So, yeah, about Armadillocon. You know, the one that was held at the end of July. While it’s a little late for a con report, I’m going to post a brief one. I’m home waiting on a service technician, who will be by sometime between noon and 5:00. I thought this would be a good time to kill one of the items on my Should Have Already Done List. It’s better than killing someone, such as the person who called at 10:45 wanting to know if I was available because the rest of the service calls are out of town. (No, I thought I made that clear when we talked last week. I have office hours and appointments with students in a few minutes.)
Anyway, I wasn’t planning on going this year, mainly due to distance and money. Then I learned that Bill Crider, who is a regular, had been diagnosed with cancer. I thought I had missed the con but found out it was a week later than I’d thought, namely the upcoming weekend. I looked at the guest list. None of the headliners appealed, but there was a long line of folks I hadn’t seen in years. I used to hit Armadillocon just about every year, but since I moved to the other side of the state in 2010, I hadn’t gone. The summer of 2009 was the last time I was there.
It was a last minute decision, but I was able to make it work. Armadillocon was one of the first conventions I attended, and it was back at the hotel where it was held the first few years I went. Nostalgia won out.
Because I literally didn’t register until a few minutes before the preregistration deadline and make my room reservation, I didn’t get the basic room but one a little fancier, at the end of the hall with a balcony. I came in, noticed a few balloons tied to pieces of candy on the bed, and hit the restroom. When I came out I saw some items that had been out of my field of view when I got in the room. A bottle of bubbly on ice with two fluted glasses. A card in an envelope with a woman’s name on it. A cupcake alongside a smaller card containing the same same woman’s name. A bouquet of birthday balloons. Clearly the front desk had made a mistake.
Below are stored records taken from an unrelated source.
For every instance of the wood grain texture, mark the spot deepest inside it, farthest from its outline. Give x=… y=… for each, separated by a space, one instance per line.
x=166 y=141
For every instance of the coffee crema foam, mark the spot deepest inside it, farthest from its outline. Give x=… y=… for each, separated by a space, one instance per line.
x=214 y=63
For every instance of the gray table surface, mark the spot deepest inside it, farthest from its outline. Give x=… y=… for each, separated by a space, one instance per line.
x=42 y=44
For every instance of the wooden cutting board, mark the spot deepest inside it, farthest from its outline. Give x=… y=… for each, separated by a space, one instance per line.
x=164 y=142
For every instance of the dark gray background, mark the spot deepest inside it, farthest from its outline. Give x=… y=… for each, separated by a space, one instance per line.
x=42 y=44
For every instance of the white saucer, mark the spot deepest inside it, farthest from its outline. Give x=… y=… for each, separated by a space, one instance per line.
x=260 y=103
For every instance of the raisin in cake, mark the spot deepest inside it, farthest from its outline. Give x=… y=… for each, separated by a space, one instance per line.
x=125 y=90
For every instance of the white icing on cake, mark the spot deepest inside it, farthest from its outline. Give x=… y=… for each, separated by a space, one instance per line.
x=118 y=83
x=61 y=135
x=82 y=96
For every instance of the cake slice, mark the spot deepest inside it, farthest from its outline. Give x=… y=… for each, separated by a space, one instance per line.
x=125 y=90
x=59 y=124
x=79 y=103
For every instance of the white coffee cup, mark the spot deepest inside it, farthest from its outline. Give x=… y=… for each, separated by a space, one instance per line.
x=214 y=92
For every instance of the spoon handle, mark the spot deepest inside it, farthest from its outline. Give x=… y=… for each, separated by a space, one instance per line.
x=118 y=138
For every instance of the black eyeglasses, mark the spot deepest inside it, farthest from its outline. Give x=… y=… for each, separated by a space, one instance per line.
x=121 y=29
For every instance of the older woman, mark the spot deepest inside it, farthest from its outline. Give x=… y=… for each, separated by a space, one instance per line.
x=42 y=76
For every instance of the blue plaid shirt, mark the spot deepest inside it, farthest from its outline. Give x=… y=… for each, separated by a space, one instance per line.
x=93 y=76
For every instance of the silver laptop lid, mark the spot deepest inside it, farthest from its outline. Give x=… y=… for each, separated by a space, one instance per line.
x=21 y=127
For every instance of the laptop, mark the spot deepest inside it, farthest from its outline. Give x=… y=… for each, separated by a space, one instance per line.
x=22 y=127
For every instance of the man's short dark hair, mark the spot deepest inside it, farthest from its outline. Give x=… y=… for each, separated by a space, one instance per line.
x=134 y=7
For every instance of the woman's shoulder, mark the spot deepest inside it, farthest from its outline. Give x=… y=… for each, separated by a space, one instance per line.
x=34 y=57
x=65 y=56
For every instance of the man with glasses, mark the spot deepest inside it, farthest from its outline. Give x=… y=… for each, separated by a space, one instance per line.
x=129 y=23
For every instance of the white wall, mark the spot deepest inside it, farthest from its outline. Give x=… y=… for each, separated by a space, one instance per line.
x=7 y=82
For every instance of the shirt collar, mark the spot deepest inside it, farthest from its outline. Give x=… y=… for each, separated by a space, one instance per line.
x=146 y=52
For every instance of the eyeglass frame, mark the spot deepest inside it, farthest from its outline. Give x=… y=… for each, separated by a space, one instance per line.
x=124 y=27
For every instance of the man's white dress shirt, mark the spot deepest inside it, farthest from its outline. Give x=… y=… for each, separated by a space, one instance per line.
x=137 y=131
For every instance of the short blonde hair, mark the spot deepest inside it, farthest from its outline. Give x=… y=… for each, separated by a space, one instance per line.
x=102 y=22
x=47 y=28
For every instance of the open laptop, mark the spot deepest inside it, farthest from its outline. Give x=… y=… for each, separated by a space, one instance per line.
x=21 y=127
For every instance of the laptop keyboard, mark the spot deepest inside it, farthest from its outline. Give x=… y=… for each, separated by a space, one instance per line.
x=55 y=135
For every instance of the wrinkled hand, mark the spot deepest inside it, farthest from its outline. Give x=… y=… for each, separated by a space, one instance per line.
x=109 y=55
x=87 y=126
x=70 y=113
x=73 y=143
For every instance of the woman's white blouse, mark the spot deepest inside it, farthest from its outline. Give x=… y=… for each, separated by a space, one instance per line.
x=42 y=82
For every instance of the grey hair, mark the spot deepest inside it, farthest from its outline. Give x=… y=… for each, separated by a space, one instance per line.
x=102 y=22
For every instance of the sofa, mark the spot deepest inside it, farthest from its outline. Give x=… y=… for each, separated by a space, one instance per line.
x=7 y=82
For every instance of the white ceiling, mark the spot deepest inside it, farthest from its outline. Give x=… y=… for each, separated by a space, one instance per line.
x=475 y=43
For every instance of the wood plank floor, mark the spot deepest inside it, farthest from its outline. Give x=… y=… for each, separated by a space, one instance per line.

So I called and they said they would send someone up to remove the items. I waited, half expecting the birthday girl to show up. (“Surprise! I’m your birthday present. Would you like to unwrap-” No, that would not be good.) The manager himself showed up, thanking me profusely. I didn’t think it was a big deal, but he offered me vouchers for free drinks for my “help”. Not wanting to appear churlish, I quickly accepted.
Armadillocon had related to fiction writing plus a few of the science panels. And wished I could have attended more. One of the most informative panels was one on using Scrivener as both a word processor and a self-publishing platform. I’ve downloaded the trial version and will be purchasing the full version when the trial runs out.
The rest of the time, I hung around with friends, none of whom I got to spend enough time with. The weekend flew by far too fast.
Some of the highlights included meeting Ari Marmell, visiting with HFQ editor Adrian Simmons and Skelos editor Mark Finn, chatting with Bill Ledbetter and Alexis Glynn Latner among others, and having lunch and breakfast with Lou and Patricia Antonelli. (I originally met Lou through Patricia, who was one of my students; this was after Lou and I had attended a convention the previous summer and hadn’t met.) The rest of the time I hung out with Joe Lansdale, James Reasoner, Scott Cupp, David Hardy, Willie and/or Chuck Siros and whoever else was around.
Among the nonwriter panels I attended were one on Writing Partners Tell Stories, Action Adventure Writing: How We Did It, a panel on apes in fantastic literature, and a panel in memory of Tom Reamy. I’m hoping to reread his novel Blind Voices this fall since I didn’t manage to work it in last year. This panel could easily have gone on for another hour as all of the panelists had known Reamy for years at the time of his death.
The weekend ended with an Armadillocon tradition, a reading by Howard Waldrop. Then the 6 hour drive home into the sun. I doubt I’ll attend Armadillocon next year since World Fantasy is in San Antonio.
Things were a little different from the last time I was there, and I don’t just mean the convention was at a different hotel. The audience was greyer than seven years ago. No surprise. We all get older, and a few have unfortunately passed on.
But there weren’t a lot of young people there. That was a topic of conversation late Saturday night. How do we as an extended community reach out and grow. There needs to be some continuity, not a die-off. I don’t have the answers or pretend to. I just know that the last few conventions I’ve been to haven’t look too healthy long term. Both here and the convention I went to last year, the only room parties were behind closed doors and were invitation-only. There’s nothing wrong with that, but only a few years ago there would usually be at least one Worldcon bid party plus parties for all of the regional cons. That was often where I bought my membership to take advantage of the con discount. There was nothing like that this year.
I had a great time, and I really didn’t want the weekend to come to a close. Living where I do, I don’t see as many of these folks as I used to. I miss the camaraderie and the excitement that online communities have a hard time replicating. I can’t speak for other areas, but I hope we aren’t going to lose it here in this part of the country.